If instead I associate to $x = 0$ and $x^2 = 0$ the set of elements of $k[x, y]$ that vanish on the respective subsets $V_1$ and $V_2$ of affine space described by these equations, then I associate to both $x = 0$ and $x^2 = 0$ the ideal $(x)$. This is an improvement to my earlier situation, as I've now associated a single ideal, $(x)$, to the subset of affine space described by both $x = 0$ and $x^2 = 0$. Indeed, the Nullstellensatz tells me that this is the right way to associate ideals to algebraic sets. That is, it says that if we associate ideals to algebraic sets in this way, we obtain a bijection. Furthermore, it specifies the ideal we obtain: it's the radical of the ideal generated by the set of equations we started with. So, two ideals describe the same algebraic set if and only if their radicals are the same.
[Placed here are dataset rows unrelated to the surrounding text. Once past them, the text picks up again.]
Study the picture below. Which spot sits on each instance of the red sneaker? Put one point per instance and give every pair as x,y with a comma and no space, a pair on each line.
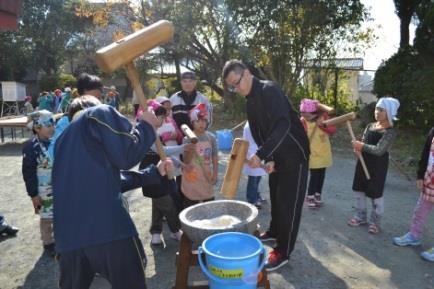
275,261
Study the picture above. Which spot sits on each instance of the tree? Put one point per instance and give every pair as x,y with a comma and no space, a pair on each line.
204,38
48,26
405,9
408,74
283,35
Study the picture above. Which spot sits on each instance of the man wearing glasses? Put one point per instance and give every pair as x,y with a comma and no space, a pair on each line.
280,136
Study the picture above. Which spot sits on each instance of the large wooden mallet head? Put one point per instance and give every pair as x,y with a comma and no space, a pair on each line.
125,50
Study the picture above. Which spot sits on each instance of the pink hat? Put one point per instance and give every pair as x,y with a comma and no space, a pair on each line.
308,105
153,104
198,112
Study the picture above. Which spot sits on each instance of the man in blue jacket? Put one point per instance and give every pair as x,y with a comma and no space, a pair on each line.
94,232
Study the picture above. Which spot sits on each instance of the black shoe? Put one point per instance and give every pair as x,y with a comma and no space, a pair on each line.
275,261
9,231
266,236
50,249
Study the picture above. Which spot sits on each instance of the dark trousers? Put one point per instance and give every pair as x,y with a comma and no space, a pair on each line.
252,193
121,262
316,181
164,206
287,192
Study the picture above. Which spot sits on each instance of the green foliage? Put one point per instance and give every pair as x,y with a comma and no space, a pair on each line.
282,35
408,75
49,83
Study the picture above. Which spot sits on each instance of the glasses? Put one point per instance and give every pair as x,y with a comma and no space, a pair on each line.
234,86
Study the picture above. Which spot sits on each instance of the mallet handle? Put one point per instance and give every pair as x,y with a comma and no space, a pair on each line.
361,159
134,78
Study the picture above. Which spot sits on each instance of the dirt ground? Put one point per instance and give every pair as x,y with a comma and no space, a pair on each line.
328,253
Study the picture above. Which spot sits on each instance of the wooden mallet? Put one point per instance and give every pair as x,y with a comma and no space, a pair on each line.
124,51
189,133
234,168
347,118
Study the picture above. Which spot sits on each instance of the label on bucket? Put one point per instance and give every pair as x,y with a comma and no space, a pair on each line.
226,273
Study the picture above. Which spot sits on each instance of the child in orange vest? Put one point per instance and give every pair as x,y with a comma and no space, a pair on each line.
200,173
320,149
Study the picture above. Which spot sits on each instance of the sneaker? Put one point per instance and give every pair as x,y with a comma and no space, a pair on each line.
428,255
50,249
263,201
318,200
264,237
275,261
355,222
406,240
156,240
310,202
176,236
9,231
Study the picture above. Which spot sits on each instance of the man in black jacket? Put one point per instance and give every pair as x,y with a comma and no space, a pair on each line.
281,138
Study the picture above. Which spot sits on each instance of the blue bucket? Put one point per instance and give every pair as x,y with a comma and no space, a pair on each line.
233,260
224,139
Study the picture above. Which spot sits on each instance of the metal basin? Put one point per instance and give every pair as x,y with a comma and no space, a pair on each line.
195,219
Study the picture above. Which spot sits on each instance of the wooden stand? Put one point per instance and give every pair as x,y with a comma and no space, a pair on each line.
187,258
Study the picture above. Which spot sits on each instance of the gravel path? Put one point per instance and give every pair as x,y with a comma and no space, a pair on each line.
328,253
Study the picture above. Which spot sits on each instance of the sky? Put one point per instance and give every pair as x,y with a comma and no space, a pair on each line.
386,24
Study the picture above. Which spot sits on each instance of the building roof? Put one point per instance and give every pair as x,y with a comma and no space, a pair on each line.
341,63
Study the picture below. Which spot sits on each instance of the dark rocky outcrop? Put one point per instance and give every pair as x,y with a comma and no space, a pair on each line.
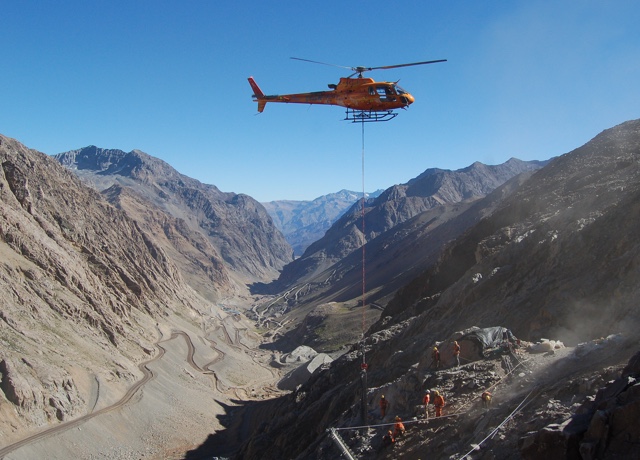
82,287
555,255
304,222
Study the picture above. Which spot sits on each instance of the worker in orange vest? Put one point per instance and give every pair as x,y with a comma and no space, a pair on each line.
456,352
398,429
388,439
425,401
435,358
384,405
438,401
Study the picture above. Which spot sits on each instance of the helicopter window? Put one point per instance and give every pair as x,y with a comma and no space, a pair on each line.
386,93
400,90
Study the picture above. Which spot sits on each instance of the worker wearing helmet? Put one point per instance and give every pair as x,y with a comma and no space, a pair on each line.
384,405
398,428
486,399
456,352
425,401
435,358
388,439
438,401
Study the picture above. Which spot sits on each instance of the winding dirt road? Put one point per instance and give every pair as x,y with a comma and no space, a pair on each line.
147,376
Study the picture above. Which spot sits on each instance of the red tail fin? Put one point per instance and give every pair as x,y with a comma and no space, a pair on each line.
258,95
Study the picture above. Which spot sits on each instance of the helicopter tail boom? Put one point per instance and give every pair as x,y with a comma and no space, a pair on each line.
258,95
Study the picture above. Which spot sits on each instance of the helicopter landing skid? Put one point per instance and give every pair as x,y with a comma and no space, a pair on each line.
363,116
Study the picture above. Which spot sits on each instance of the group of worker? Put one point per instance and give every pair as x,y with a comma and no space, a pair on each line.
438,401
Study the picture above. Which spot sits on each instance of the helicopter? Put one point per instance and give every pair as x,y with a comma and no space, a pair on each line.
364,98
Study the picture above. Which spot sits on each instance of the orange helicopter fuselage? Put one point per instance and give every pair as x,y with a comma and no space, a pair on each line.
353,93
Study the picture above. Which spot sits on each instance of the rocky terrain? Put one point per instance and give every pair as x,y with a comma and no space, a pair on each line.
557,256
105,349
221,241
304,222
124,336
406,227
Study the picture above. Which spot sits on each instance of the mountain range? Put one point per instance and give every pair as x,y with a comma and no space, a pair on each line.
303,222
108,257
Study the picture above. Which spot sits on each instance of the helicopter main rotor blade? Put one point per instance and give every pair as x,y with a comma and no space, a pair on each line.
404,65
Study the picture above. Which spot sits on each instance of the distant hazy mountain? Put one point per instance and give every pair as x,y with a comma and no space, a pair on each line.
554,253
303,222
214,237
430,190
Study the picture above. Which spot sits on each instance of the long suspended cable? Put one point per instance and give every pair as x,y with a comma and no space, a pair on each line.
364,243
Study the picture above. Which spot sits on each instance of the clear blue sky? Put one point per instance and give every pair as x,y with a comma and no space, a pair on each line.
527,79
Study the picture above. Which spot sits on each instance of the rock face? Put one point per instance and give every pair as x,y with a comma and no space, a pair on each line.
304,222
223,236
397,204
406,227
81,288
604,427
554,256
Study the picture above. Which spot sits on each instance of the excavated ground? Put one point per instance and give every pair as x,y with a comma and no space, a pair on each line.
530,392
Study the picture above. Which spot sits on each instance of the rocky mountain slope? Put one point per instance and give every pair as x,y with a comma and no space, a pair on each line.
395,205
405,226
304,222
81,290
105,350
226,238
555,256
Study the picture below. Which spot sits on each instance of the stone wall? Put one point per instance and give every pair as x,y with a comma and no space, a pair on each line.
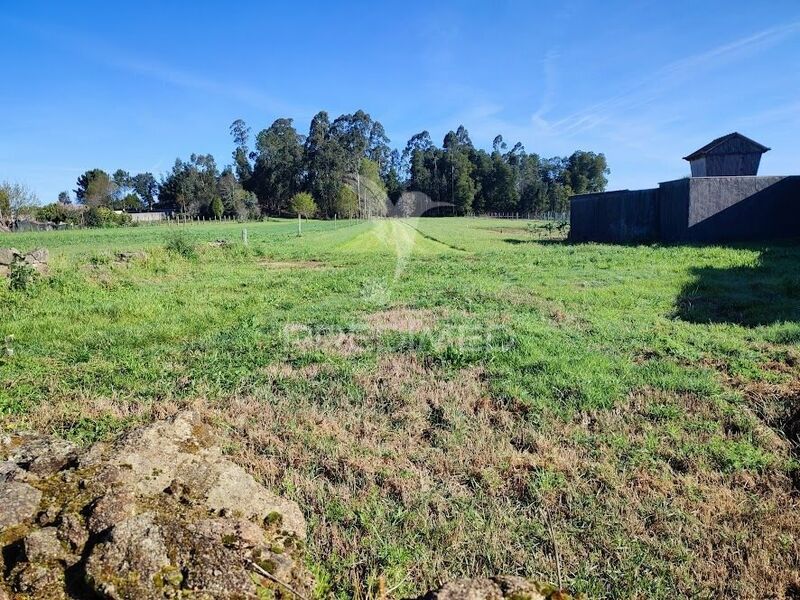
697,209
36,259
622,216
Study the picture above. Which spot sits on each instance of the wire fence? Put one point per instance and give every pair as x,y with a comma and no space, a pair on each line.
530,216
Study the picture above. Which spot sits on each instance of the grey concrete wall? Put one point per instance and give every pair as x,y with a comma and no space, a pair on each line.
623,216
147,217
673,209
698,209
723,209
731,165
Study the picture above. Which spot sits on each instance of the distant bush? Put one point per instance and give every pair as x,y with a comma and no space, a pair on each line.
303,203
178,243
100,216
60,213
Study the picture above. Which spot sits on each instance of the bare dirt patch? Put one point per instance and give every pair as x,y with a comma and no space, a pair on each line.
403,319
340,344
280,265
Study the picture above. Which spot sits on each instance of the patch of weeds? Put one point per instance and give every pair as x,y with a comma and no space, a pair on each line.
178,243
21,276
738,455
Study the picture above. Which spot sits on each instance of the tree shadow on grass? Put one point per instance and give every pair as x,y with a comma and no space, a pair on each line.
544,241
750,296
The lemma $\mathcal{V}(\mathcal{I}(X)) = \overline{X}$ is making a very similar statement. It's telling us that two subsets $U$ and $V$ of affine space describe the same ideal of $k[X_1, \dots, X_n]$ (via the process of forming the ideals consisting of all elements of $k[X_1, \dots, X_n]$ that vanish on $U$ and $V$, respectively) if and only if $\overline{U} = \overline{V}$.

Answer 2

This is adding to user1090793's excellent answer, but is more removed from algebraic geometry. One way to understand this circle of ideas intuitively is to think about the general relationship between a space and "functions" on it. For example, when I think of a space, I always think of a globe $S^2$, a two dimensional sphere (sitting inside three dimensional space). As a way to understand this space, we can look at all real valued functions on it. For any such function $f$, we can look at the (closed) subset of $S^2$ given by the set of points $x$ for which $f(x)=0$. The crazy thing is that this $\mathbb{R}$ algebra $\mathscr{A}:=C(S^2,\mathbb{R})$ of continuous functions, actually determines the topological space $S^2$ completely!

How would one recover the topological space from this algebra? We define the points to be maximal ideals in this algebra $\mathscr{A}$, and the closed sets to be the "vanishing sets" of continous functions in this algebra, where now a function $f$ abstractly is defined to vanish on the point associated to the maximal ideal $\mathfrak{m}$ if $f\in \mathfrak{m}$. To check that this recovers our original space, we then need to do two things, check that every maximal ideal is "functions $f$ that vanish on the north pole" for some choice of fixed point (a north pole, say), and check that every closed set is the vanishing set of a continuous function (this needs some point set topology). Filling in the details/meditating on this example is great for understanding this circle of ideas.

In (abstract) algebraic geometry, one takes the radical approach of interpreting any ring $R$ as functions on a space, called $Spec(R)$. Here it becomes important to consider maximal ideals or all prime ideals, and now this space is strange enough that one can have interesting ideals that aren't defined by just where they vanish, so one has to really shift perspective on what a "space" ought to be (if any ring can be a ring of functions, what "values" do our functions take?). For your case however, we are much closer to the $S^2$ example, we define our space with maximal ideals, and closed sets defined by vanishing sets, and we can recover this algebra from our space. Keeping this general idea in mind is helpful throughout algebraic geometry though, depending on the perspective, one is either building spaces such that our rings are functions on them, or using commutative algebra to study spaces we care about.